Shaping the news. Memo establishing model of COINTELPRO media techniques utilized against the new left and black liberation movement.












Memo initiating COINTELPRO against the Republic of New Afrika by targeting its leader, Imari Abubakari Obadele (s/n: Richard Henry), shortly after the organization's founding in 1968.










Memo authorizing COINTELPRO against Imari Obadele and the RNA.









In Detroit, COINTELPRO operatives set out to destroy the recently-founded Republic of New Afrika (RNA) by targeting its leader, Imari Abubakari Obadele (s/ n: Richard Henry).
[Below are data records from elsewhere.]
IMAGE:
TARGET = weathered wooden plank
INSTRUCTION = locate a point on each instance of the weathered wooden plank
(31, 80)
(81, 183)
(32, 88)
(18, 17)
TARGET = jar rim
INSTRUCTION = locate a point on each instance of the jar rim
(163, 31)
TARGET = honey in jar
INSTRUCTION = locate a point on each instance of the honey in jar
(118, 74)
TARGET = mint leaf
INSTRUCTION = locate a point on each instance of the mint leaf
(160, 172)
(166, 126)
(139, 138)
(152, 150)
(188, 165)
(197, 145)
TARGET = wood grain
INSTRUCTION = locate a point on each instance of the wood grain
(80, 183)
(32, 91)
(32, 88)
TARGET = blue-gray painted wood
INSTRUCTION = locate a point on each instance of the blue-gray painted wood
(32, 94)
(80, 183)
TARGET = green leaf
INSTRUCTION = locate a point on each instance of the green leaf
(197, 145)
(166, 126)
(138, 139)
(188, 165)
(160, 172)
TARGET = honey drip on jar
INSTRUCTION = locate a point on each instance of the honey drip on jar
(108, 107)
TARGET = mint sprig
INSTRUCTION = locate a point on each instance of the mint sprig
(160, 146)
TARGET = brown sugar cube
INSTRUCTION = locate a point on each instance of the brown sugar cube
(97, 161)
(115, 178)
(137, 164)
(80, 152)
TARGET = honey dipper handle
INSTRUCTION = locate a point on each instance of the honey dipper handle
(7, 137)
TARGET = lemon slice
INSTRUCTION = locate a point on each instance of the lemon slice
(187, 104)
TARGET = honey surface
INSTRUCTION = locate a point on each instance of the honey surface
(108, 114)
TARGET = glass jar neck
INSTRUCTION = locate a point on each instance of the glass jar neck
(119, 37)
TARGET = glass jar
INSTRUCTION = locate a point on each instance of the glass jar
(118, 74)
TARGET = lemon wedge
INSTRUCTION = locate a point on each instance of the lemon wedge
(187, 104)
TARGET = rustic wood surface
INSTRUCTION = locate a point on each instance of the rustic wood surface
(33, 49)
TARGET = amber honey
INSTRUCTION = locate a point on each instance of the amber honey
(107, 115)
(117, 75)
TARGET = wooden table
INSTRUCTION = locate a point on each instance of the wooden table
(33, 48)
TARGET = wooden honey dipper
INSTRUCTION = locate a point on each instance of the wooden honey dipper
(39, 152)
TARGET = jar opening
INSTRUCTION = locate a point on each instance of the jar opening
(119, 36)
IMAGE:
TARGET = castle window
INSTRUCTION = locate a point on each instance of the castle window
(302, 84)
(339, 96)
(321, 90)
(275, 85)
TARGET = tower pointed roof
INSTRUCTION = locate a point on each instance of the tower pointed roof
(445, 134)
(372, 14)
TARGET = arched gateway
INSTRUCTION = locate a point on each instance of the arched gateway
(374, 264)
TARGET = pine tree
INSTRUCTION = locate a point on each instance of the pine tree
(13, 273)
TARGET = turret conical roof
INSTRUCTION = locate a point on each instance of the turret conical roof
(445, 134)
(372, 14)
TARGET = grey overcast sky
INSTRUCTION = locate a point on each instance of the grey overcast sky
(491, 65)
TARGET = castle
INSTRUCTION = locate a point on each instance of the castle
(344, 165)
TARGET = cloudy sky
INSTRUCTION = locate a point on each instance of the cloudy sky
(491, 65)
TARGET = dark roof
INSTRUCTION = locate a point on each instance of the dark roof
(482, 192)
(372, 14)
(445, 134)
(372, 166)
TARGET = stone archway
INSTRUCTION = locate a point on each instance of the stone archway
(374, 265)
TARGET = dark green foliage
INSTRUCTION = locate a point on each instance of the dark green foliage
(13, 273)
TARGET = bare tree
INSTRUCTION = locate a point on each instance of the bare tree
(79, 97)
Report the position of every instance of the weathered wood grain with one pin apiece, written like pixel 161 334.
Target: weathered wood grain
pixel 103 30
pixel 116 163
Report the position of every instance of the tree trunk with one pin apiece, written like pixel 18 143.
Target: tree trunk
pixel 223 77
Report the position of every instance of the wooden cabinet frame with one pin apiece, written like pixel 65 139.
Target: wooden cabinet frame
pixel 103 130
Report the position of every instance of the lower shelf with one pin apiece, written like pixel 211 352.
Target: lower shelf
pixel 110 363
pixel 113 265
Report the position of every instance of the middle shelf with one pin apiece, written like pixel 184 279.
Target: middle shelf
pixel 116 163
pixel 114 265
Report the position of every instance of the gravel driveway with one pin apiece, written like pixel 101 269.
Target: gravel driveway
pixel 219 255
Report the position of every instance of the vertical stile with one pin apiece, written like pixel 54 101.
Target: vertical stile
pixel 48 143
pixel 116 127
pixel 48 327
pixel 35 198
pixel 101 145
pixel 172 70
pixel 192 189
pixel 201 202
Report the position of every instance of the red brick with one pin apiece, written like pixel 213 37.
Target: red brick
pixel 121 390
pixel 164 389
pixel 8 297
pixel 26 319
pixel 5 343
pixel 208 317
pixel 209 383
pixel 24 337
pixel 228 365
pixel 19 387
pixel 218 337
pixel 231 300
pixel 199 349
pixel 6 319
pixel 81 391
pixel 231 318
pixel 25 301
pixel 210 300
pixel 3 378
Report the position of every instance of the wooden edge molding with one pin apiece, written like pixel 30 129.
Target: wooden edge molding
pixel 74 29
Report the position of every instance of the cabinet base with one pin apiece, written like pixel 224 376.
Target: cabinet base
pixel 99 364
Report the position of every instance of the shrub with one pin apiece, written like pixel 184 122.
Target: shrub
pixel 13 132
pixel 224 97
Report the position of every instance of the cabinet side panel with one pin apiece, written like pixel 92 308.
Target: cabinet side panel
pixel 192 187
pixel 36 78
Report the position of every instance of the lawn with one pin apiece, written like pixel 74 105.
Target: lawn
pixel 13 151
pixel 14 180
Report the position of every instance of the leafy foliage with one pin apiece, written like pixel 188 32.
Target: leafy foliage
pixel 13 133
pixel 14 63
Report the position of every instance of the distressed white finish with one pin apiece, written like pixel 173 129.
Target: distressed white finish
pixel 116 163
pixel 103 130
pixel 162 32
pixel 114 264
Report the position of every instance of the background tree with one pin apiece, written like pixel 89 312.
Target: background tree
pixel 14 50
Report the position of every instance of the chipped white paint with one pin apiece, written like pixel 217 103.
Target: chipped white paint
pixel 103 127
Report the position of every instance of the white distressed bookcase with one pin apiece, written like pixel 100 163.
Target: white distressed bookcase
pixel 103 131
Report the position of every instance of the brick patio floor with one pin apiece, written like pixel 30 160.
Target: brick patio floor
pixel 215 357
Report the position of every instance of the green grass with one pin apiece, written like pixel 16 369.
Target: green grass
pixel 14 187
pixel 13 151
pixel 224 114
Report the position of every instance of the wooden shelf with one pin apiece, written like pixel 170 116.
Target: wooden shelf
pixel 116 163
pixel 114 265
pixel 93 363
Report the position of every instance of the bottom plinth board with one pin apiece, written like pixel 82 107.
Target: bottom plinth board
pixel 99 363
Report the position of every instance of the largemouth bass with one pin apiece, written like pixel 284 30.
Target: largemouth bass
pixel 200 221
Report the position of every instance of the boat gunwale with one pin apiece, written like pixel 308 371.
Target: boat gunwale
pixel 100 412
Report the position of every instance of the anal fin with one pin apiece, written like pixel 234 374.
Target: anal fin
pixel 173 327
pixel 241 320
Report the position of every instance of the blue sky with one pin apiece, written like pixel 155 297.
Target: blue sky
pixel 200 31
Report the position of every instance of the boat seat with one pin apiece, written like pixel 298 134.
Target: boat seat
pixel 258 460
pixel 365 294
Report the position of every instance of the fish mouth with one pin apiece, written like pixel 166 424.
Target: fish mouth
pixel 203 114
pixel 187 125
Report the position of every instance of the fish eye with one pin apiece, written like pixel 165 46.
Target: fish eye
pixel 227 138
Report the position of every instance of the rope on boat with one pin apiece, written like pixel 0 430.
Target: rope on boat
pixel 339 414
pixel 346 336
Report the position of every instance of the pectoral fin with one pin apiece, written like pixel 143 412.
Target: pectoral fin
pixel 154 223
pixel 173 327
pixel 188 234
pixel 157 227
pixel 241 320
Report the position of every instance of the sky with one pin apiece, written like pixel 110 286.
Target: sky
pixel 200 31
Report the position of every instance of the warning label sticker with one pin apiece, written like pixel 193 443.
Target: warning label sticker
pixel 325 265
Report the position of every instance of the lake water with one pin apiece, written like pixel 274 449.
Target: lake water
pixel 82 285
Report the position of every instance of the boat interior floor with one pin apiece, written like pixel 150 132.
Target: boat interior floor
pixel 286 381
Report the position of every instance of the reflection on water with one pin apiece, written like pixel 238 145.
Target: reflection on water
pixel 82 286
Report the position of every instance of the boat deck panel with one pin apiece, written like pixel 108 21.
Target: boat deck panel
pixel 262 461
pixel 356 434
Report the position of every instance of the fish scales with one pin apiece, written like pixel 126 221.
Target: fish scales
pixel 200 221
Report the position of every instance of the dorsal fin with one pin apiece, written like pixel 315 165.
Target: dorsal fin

At first they used, as the accompanying memos dated November 22 and December 3,1968 reveal, a barrage of anonymous letters in much the same fashion as those employed against Koen in St. Louis, albeit in this case they charged financial rather than sexual impropriety. When this approach failed to achieve the desired result, the Bureau escalated, setting out to bring about their target's imprisonment. In the view of involved agents, "If Obadele can be kept off the streets, it may prevent further problems with the RNA inasmuch as he completely dominates the organization and all members follow his instructions." 58 Hence, when the RNA leader moved south to consummate an organizational plan of establishing a "liberated zone" in the Mississippi River delta, near Jackson, Mississippi, the FBI moved to provoke a confrontation which could then be used to obtain a conviction. First, as is shown in the accompanying December 12, 1970 memo from the SAC, Jackson (Elmer Linberg), to Hoover, agents intervened to block the perfectly legal sale of a land parcel to Obadele. SA George Holder and his associates undertook by word of mouth to foster a marked increase in anti-RNA sentiment in the Klan-ridden Jackson area. Finally, they coordinated an early morning assault on RNA facilities in the city involving some 36 heavily armed agents and local police headed by SAC Linberg - as well as an armored car - on August 18, 1971.



Excerpt from a December 2,1970 report detailing the COINTELPRO operations in Mississippi which resulted in the case of the RNA 11.










In the resultant firefight, one police officer, William Skinner, was killed and an agent, William Stringer, was wounded. Imari Obadele and 10 other RNA members were arrested - thereby becoming the "RNA 11" - and charged with murder, assault, sedition, conspiracy, possession of illegal weapons, and "treason against the state of Mississippi." 59 Tellingly, the original charges, which had ostensibly provided a basis for the massive police raid, were never brought to court. In the end, eight of the accused were convicted, but only of conspiracy to assault federal officers, assault, illegal possession of a nonexistent automatic weapon, and having used weapons in the commission of these other "felonies." 60 This is to say they were imprisoned for having defended themselves from the armed attack of a large number of FBI agents and police who could never show any particular reason for having launched the assault in the first place. Obadele received a twelve year sentence, served seven, and the entire operation undoubtedly entered the annals of "successful" COINTELPROs.